Nous ne faisons pas les mêmes choix éthiques dans notre langue maternelle que dans une langue étrangère. Eh oui, la moralité est plastique

Vous aussi, vous avez l’impression d’être une personne un peu différente lorsque vous vous exprimez dans une autre langue que votre langue maternelle? Le Scientific American, le célèbre mensuel de vulgarisation scientifique américain, rend compte dans sa dernière édition d’expériences «fascinantes» dont il ressort que notre sens de la morale, qui fait une grande part de notre identité profonde, est altéré lorsqu’il faut faire des choix dans une langue étrangère.
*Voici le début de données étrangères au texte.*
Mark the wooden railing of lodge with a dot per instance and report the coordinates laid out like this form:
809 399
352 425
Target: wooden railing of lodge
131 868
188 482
La première expérience date de 2014, elle proposait à des volontaires une nouvelle version du «dilemme du tramway», l’expérience originale remontant à 1967: Actionnerez-vous l’aiguillage qui tuera une personne pour en sauver cinq? Peut-on, faut-il provoquer un décès pour en éviter d’autres? C’est ce que choisissent la plupart des participants. Les interprétations et les critiques de cette expérience sont innombrables, comme «Le Temps» en a rendu compte en 2015:

Lire aussi: Le «dilemme du tramway» a déraillé (17.04.2015)

Mais tout se complique lorsqu’on précise que la personne qui devra être sacrifiée doit être poussée du haut d’un pont pour stopper le tramway fou, et qu’on pose la question dans une langue qui a été apprise. Alors que 20% des volontaires reconnaissent qu’ils pourraient le faire quand le choix cornélien est proposé dans leur langue maternelle, la proportion passe à 50% quand le choix est proposé dans une langue d’apprentissage.

Avec un dispositif très différent, une autre expérience montre que des récits que beaucoup trouvent moralement répréhensibles (inceste consenti entre frère et sœur, un chien mangé par son propriétaire après que l’animal est passé sous une voiture…) sont jugés beaucoup moins choquants lorsque les descriptions sont faites dans une langue étrangère.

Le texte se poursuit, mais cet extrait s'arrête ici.